The Open Market for conventional annuities received another blow as one of the most trusted brands in the space exited the field. Prudential have announced that they will only sell products to existing customers or those going through its direct channel in future. Clearly Prudential have decided that the introduction of pension freedoms has reduced the market for conventional annuities to a level where it is no longer worth making an effort to dominate.

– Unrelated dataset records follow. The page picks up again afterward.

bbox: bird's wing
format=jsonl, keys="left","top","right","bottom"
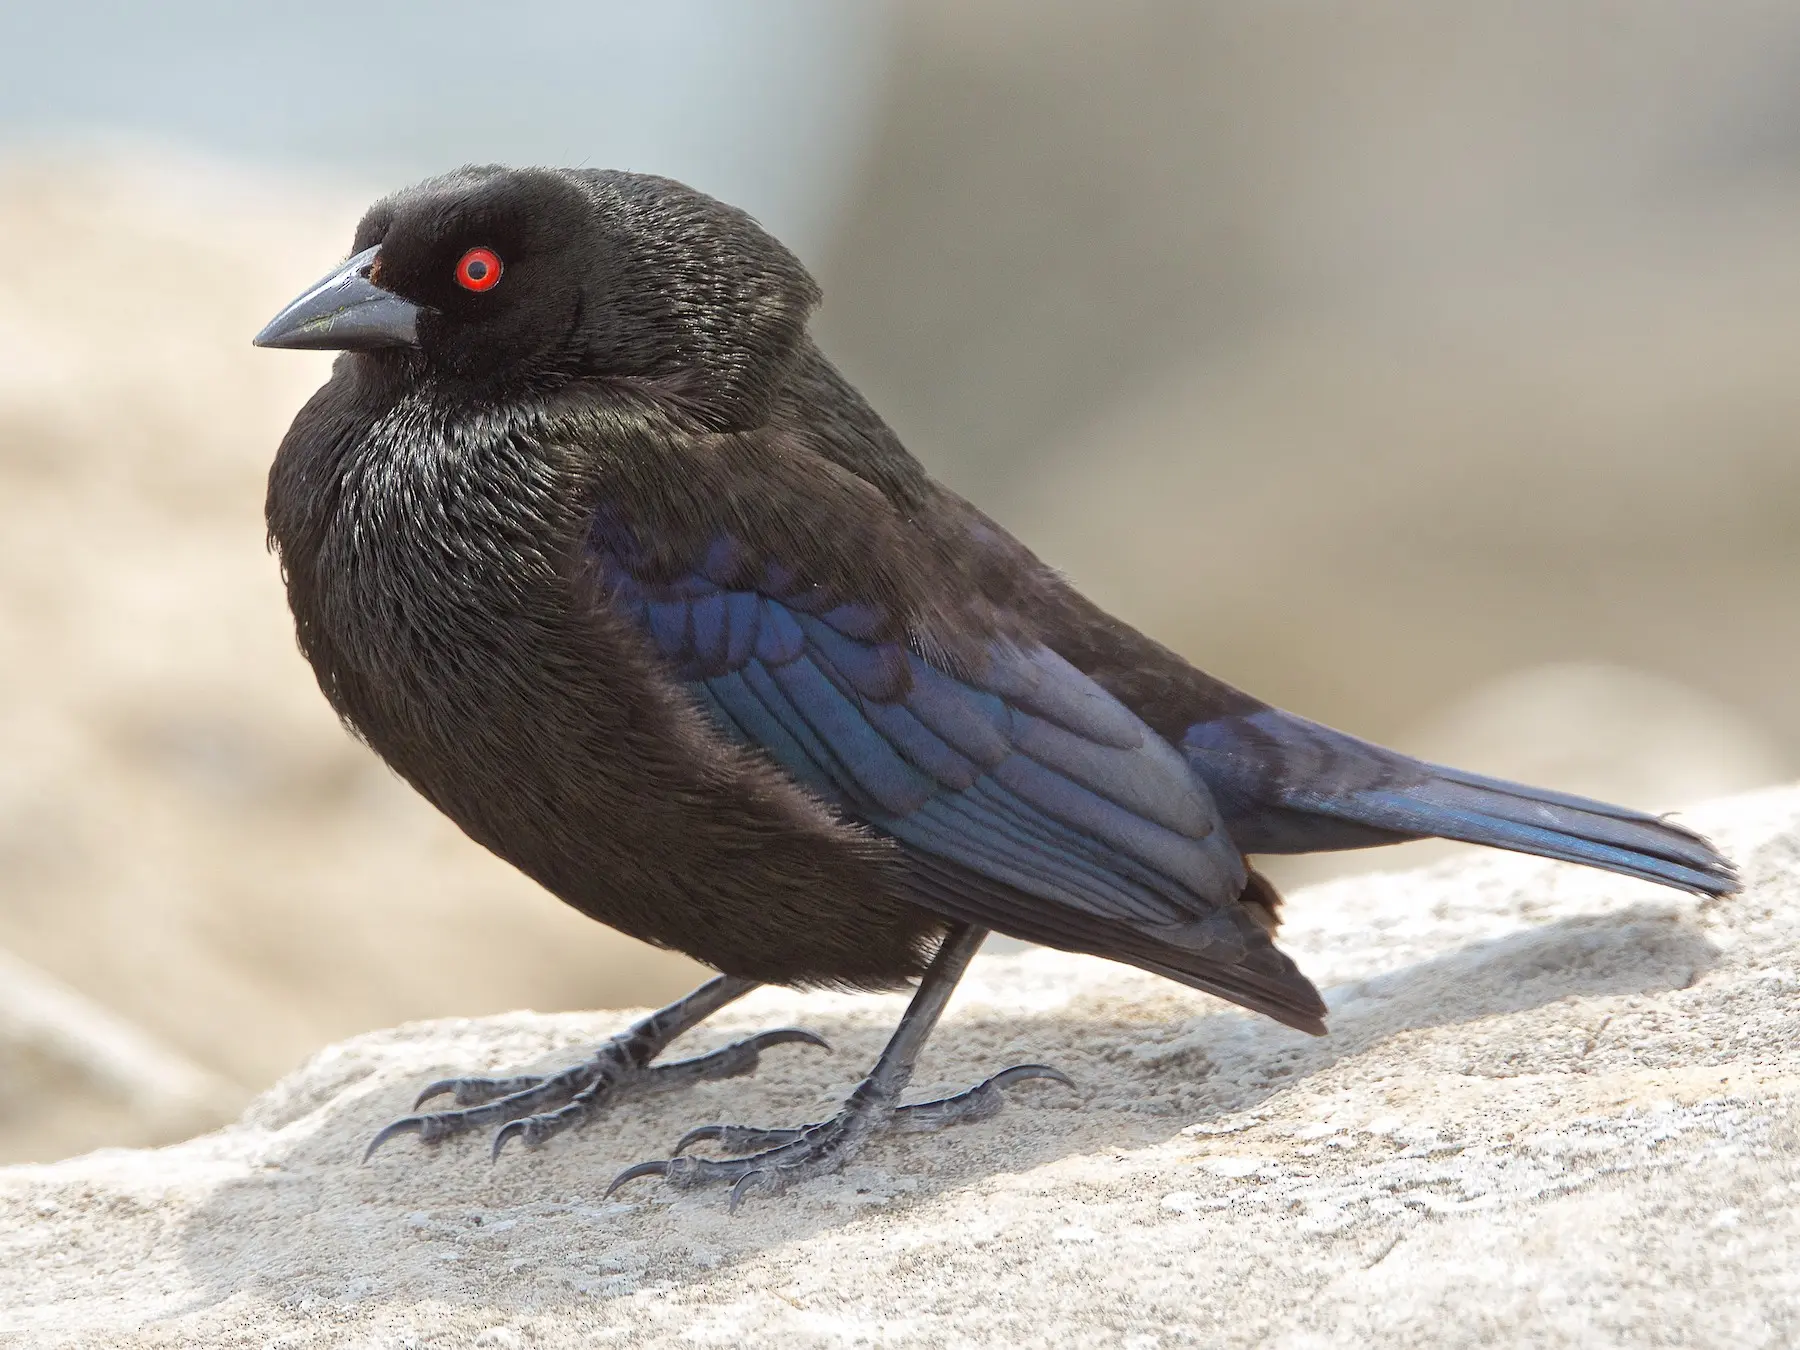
{"left": 591, "top": 516, "right": 1327, "bottom": 1032}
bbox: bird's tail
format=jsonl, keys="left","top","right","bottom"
{"left": 1182, "top": 708, "right": 1738, "bottom": 896}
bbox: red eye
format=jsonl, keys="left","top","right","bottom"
{"left": 454, "top": 246, "right": 503, "bottom": 292}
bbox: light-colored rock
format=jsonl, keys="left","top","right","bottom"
{"left": 3, "top": 787, "right": 1796, "bottom": 1347}
{"left": 0, "top": 948, "right": 235, "bottom": 1164}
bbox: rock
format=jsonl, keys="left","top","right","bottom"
{"left": 2, "top": 787, "right": 1796, "bottom": 1347}
{"left": 0, "top": 947, "right": 235, "bottom": 1162}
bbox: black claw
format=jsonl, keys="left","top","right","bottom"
{"left": 985, "top": 1063, "right": 1076, "bottom": 1092}
{"left": 884, "top": 1061, "right": 1077, "bottom": 1135}
{"left": 640, "top": 1025, "right": 835, "bottom": 1092}
{"left": 672, "top": 1121, "right": 810, "bottom": 1156}
{"left": 672, "top": 1124, "right": 727, "bottom": 1156}
{"left": 570, "top": 927, "right": 1002, "bottom": 1207}
{"left": 371, "top": 1058, "right": 618, "bottom": 1162}
{"left": 604, "top": 1158, "right": 671, "bottom": 1199}
{"left": 608, "top": 1057, "right": 1070, "bottom": 1205}
{"left": 728, "top": 1170, "right": 771, "bottom": 1214}
{"left": 490, "top": 1118, "right": 529, "bottom": 1162}
{"left": 413, "top": 1072, "right": 549, "bottom": 1110}
{"left": 362, "top": 1115, "right": 424, "bottom": 1163}
{"left": 747, "top": 1027, "right": 833, "bottom": 1054}
{"left": 365, "top": 976, "right": 771, "bottom": 1175}
{"left": 410, "top": 1078, "right": 466, "bottom": 1109}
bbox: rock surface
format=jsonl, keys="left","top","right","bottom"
{"left": 3, "top": 787, "right": 1797, "bottom": 1348}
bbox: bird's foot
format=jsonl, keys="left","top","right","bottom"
{"left": 362, "top": 1022, "right": 827, "bottom": 1163}
{"left": 605, "top": 1062, "right": 1073, "bottom": 1211}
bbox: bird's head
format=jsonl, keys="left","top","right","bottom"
{"left": 254, "top": 166, "right": 821, "bottom": 427}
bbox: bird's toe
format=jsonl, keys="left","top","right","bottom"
{"left": 605, "top": 1059, "right": 1074, "bottom": 1210}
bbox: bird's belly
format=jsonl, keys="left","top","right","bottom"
{"left": 308, "top": 558, "right": 937, "bottom": 988}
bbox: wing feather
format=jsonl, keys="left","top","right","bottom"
{"left": 593, "top": 527, "right": 1328, "bottom": 1031}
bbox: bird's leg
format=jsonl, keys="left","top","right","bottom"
{"left": 363, "top": 974, "right": 830, "bottom": 1163}
{"left": 605, "top": 924, "right": 1074, "bottom": 1211}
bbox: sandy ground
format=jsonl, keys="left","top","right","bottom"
{"left": 1, "top": 785, "right": 1793, "bottom": 1347}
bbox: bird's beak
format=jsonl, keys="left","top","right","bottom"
{"left": 253, "top": 245, "right": 421, "bottom": 351}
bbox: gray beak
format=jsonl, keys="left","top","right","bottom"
{"left": 253, "top": 245, "right": 421, "bottom": 350}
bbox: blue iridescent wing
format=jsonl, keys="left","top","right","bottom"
{"left": 594, "top": 533, "right": 1247, "bottom": 928}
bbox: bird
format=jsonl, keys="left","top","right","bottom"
{"left": 254, "top": 165, "right": 1736, "bottom": 1209}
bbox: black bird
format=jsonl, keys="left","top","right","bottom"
{"left": 254, "top": 166, "right": 1736, "bottom": 1207}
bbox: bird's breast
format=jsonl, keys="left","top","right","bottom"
{"left": 278, "top": 403, "right": 630, "bottom": 758}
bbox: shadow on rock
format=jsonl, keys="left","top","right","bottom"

As they have not been a big player in this space for some time, it will not have a major effect immediately on the market but as a big, trusted brand in this space, Prudential’s move is hardly a vote of confidence in the annuity market. With the number of annuities being sold stabilising after the precipitous fall post the introduction of pension freedoms, the future demand for annuities is clear. However, if the number of providers continues to fall, the competition in this space will also decrease leading to poorer outcomes for pensioners looking for a secure place for their lifetime earnings.
Annuities should still remain a core part of the retirement market. Nothing else provides the stability that annuities do and whilst the appeal of managing one’s one money is undeniable, the difficulties of doing so later in retirement are obvious. At least with annuities, pensioners were guaranteed a regular income and were therefore far less vulnerable to market movements and fraudsters.
Without a vibrant annuity market, pensioners will suffer. To that end, the move by the Prudential is very much to be regretted. But it also shows that immediate action must be taken, if the future of retirees is to be protected.
It indicates that the government should take another look at the whole retirement area, or better still move the responsibility to a non-political body. We need to look at Australia’s moves to reduce pension freedoms based on their two decades of experience of it and their decision to legislate that all future pension legislation must be focused on providing an income in retirement. Clearly they are having problems with people running out of money in retirement due to their extreme level of pension freedom. That’s why they are now determined to ratchet back those freedoms and focus on making people use retirement savings to provide an income throughout retirement.
It would be a mistake for the UK not to try to learn from Australia’s experience. The longer we hesitate, the worse the situation may become. We don’t want to allow the guaranteed income provision market to deteriorate too much without at least examining whether we can learn anything from what’s happened down under.
Putting the focus of pension saving back on income provision for non-working retirement years must become a cornerstone of the UK’s future pension policy. It’s time to start thinking, before the man from the Pru’s gentle stroll away from the market becomes a general stampede from the other players.